Alternativas Seguras y Recomendaciones
En cuanto a los aceites esenciales (romero, eucalipto, menta piperita, alcanfor, canela, mejorana, salvia…), hay que interrumpir su uso. Otro producto de belleza a evitar son los esmaltes de uñas con formaldehído, tolueno, parabenos o estireno, sustancias potencialmente tóxicas que penetran a través de los poros de las uñas. Si te preocupan las estrías, activos como la manteca de karité, la centella asiática y el escualeno sí están permitidos.

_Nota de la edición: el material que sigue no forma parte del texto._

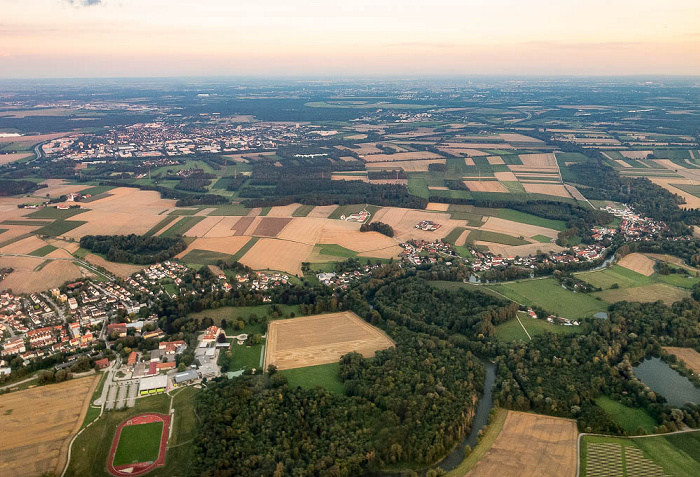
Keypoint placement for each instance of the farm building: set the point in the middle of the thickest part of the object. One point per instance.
(153, 385)
(186, 376)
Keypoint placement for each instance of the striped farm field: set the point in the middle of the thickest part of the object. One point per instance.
(661, 455)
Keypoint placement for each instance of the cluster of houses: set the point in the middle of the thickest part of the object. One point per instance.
(342, 280)
(420, 251)
(635, 226)
(427, 226)
(214, 135)
(555, 320)
(484, 261)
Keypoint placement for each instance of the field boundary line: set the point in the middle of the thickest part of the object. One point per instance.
(523, 326)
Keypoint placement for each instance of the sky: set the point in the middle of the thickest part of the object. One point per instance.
(349, 38)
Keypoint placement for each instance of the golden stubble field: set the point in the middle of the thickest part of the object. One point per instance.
(531, 445)
(321, 339)
(37, 425)
(37, 274)
(639, 263)
(687, 355)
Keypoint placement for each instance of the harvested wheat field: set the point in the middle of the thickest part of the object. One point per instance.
(7, 158)
(115, 223)
(557, 190)
(638, 263)
(321, 211)
(38, 424)
(283, 210)
(119, 269)
(402, 156)
(520, 250)
(203, 227)
(689, 356)
(635, 154)
(273, 254)
(420, 165)
(505, 176)
(227, 245)
(538, 160)
(343, 177)
(370, 244)
(516, 229)
(37, 274)
(321, 339)
(485, 186)
(531, 445)
(271, 226)
(439, 206)
(24, 246)
(58, 187)
(241, 225)
(690, 200)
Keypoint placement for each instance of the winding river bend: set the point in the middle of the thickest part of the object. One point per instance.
(481, 418)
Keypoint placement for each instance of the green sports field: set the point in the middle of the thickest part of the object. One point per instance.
(139, 443)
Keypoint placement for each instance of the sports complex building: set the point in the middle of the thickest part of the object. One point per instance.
(153, 385)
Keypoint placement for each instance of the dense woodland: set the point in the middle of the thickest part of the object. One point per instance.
(133, 248)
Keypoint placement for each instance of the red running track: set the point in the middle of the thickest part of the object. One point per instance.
(142, 467)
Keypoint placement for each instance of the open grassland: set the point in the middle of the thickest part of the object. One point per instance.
(645, 294)
(629, 418)
(273, 254)
(523, 218)
(321, 339)
(324, 375)
(495, 237)
(37, 425)
(624, 277)
(515, 329)
(689, 356)
(530, 444)
(232, 314)
(483, 445)
(676, 455)
(37, 274)
(138, 443)
(548, 294)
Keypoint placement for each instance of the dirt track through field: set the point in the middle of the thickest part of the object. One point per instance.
(321, 339)
(531, 445)
(37, 425)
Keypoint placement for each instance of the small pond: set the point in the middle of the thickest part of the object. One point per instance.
(662, 379)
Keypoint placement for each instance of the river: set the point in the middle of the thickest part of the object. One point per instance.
(663, 380)
(481, 418)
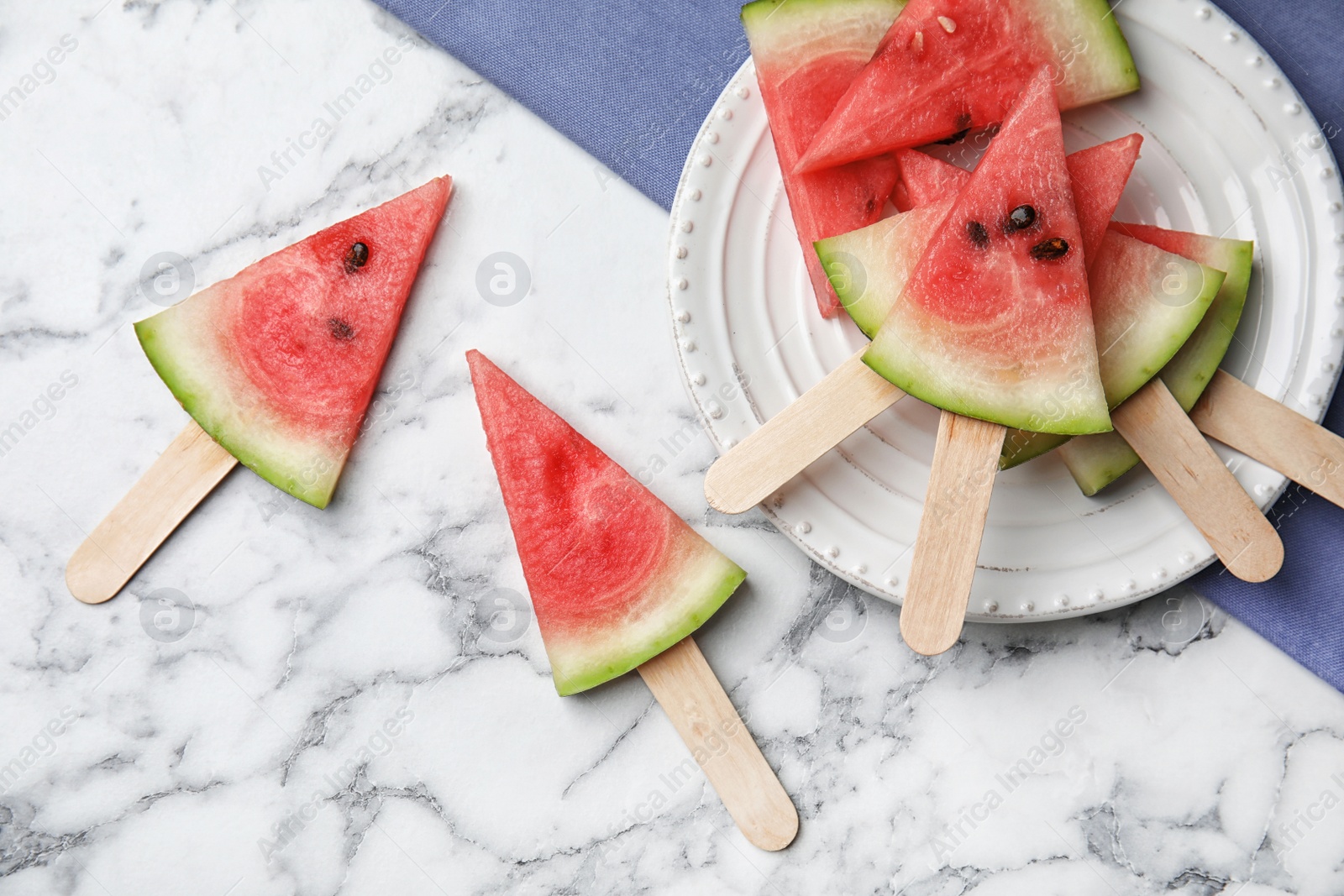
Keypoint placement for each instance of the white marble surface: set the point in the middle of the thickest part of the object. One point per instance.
(1195, 768)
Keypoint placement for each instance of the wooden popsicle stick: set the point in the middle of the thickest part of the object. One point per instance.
(692, 698)
(176, 483)
(817, 421)
(1272, 432)
(1164, 437)
(965, 458)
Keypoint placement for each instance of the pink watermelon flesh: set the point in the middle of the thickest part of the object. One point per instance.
(279, 362)
(927, 179)
(996, 322)
(1100, 175)
(806, 53)
(616, 577)
(948, 66)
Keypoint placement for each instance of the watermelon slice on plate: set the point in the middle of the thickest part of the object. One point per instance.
(616, 577)
(925, 181)
(948, 66)
(1099, 175)
(995, 322)
(279, 362)
(1095, 461)
(806, 53)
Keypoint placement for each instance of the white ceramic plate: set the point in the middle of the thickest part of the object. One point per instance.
(1229, 149)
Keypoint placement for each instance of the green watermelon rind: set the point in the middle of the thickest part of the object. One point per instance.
(1110, 71)
(1149, 356)
(1095, 461)
(774, 24)
(1142, 364)
(306, 470)
(867, 295)
(707, 580)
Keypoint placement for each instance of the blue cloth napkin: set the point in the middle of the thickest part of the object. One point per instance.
(631, 82)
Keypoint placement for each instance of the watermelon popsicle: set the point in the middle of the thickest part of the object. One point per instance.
(618, 582)
(806, 54)
(276, 365)
(995, 328)
(886, 253)
(1144, 307)
(947, 66)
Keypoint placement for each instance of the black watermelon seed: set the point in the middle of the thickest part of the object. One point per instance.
(339, 328)
(356, 257)
(978, 234)
(1021, 217)
(1050, 249)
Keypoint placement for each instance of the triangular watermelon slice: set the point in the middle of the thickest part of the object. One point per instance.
(1136, 331)
(995, 322)
(948, 66)
(806, 53)
(1099, 176)
(616, 577)
(279, 362)
(1095, 461)
(925, 181)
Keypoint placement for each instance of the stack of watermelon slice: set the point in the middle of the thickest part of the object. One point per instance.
(931, 291)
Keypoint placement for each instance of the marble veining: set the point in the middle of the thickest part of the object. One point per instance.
(356, 700)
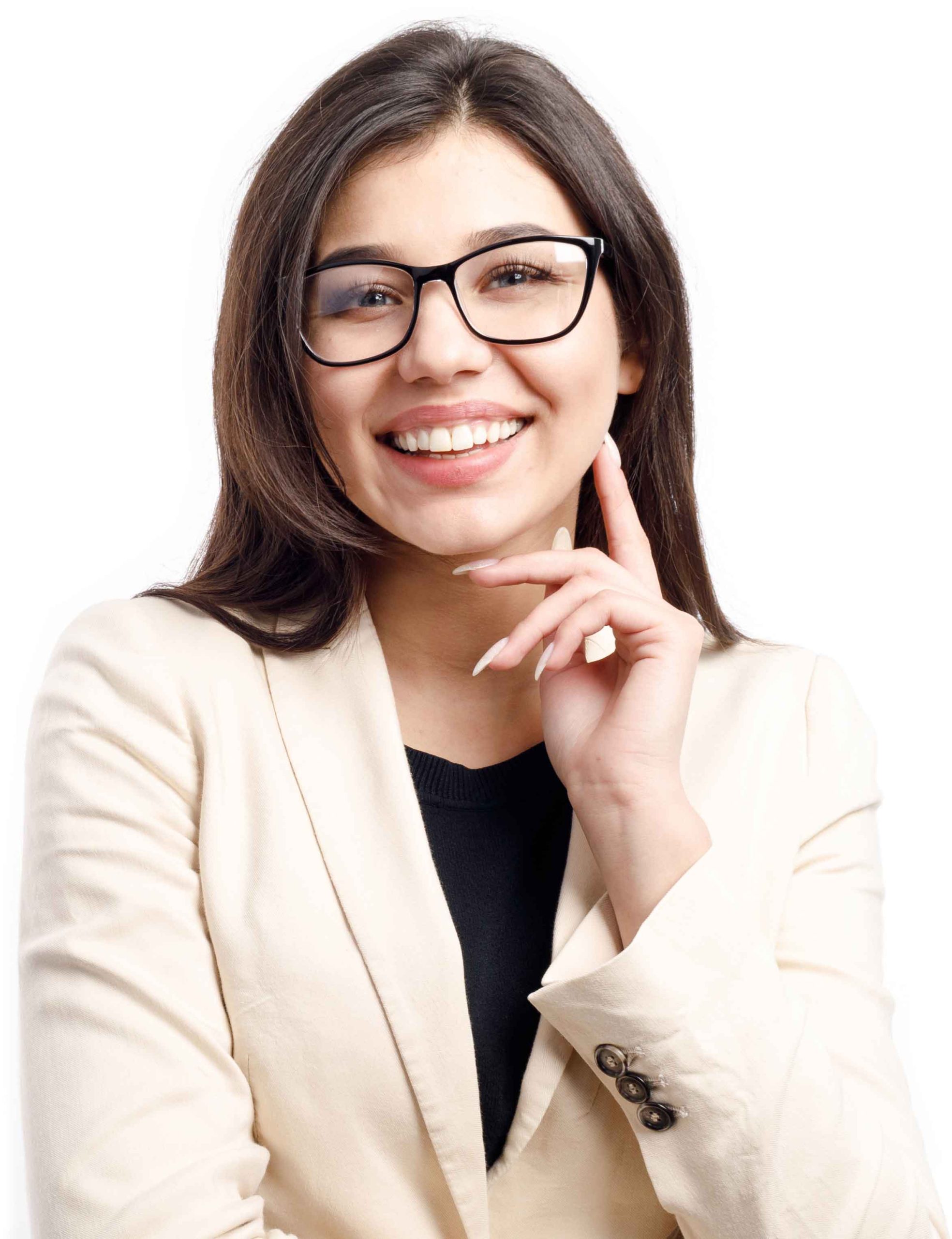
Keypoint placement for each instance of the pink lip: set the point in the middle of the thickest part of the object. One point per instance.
(461, 471)
(446, 414)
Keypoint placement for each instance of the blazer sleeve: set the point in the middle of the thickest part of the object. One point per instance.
(138, 1122)
(791, 1112)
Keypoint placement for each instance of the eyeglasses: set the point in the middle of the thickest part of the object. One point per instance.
(519, 291)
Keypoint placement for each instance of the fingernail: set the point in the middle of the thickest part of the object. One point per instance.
(490, 656)
(477, 563)
(544, 660)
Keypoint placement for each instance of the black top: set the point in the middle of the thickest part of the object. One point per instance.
(499, 839)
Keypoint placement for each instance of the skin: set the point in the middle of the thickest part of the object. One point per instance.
(613, 728)
(433, 626)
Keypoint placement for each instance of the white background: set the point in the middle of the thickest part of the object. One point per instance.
(800, 158)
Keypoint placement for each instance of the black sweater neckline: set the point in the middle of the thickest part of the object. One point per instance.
(525, 776)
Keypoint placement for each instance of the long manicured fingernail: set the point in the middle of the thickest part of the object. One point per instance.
(490, 654)
(477, 563)
(544, 660)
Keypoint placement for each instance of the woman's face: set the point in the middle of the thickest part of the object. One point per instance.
(424, 207)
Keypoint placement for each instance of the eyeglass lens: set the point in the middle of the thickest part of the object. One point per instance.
(521, 290)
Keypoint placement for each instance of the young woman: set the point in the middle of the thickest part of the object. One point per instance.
(439, 861)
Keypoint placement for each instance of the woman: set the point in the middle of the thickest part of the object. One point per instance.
(439, 860)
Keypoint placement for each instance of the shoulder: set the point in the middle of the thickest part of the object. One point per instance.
(145, 651)
(807, 698)
(153, 627)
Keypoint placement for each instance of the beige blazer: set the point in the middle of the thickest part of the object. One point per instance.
(243, 995)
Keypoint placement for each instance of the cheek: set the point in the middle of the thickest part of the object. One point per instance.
(337, 399)
(579, 373)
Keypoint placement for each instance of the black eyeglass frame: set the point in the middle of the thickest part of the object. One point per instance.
(595, 249)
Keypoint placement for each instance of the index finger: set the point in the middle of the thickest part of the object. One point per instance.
(627, 539)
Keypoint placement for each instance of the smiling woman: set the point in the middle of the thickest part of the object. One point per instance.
(437, 859)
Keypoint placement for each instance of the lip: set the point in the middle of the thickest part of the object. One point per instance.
(446, 414)
(462, 471)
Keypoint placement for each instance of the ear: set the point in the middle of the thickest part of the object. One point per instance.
(630, 372)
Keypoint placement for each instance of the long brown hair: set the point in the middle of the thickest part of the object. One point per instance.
(284, 536)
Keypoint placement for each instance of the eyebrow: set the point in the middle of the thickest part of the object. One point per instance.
(475, 241)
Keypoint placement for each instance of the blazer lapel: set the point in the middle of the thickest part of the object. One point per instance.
(340, 724)
(338, 719)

Por otro lado, todos los principios activos vienen indicados en las etiquetas de los fármacos y cosméticos y, generalmente, incluyen advertencias al respecto de si se pueden administrar o no durante la gestación o la lactancia. Están permitidos: Pueden tomarse o aplicarse durante el embarazo con total seguridad.
“En Europa la cosmética está sometida a una regulación muy estricta”, asegura Sara Gómez Armayones, dermatóloga del Grupo Español de Dermatología Estética y Terapéutica de la AEDV. “Todos los cosméticos comercializados por los canales oficiales son seguros”, tranquiliza.
El embarazo no significa renunciar al cuidado personal, sino adaptar tu rutina de belleza con ingredientes seguros.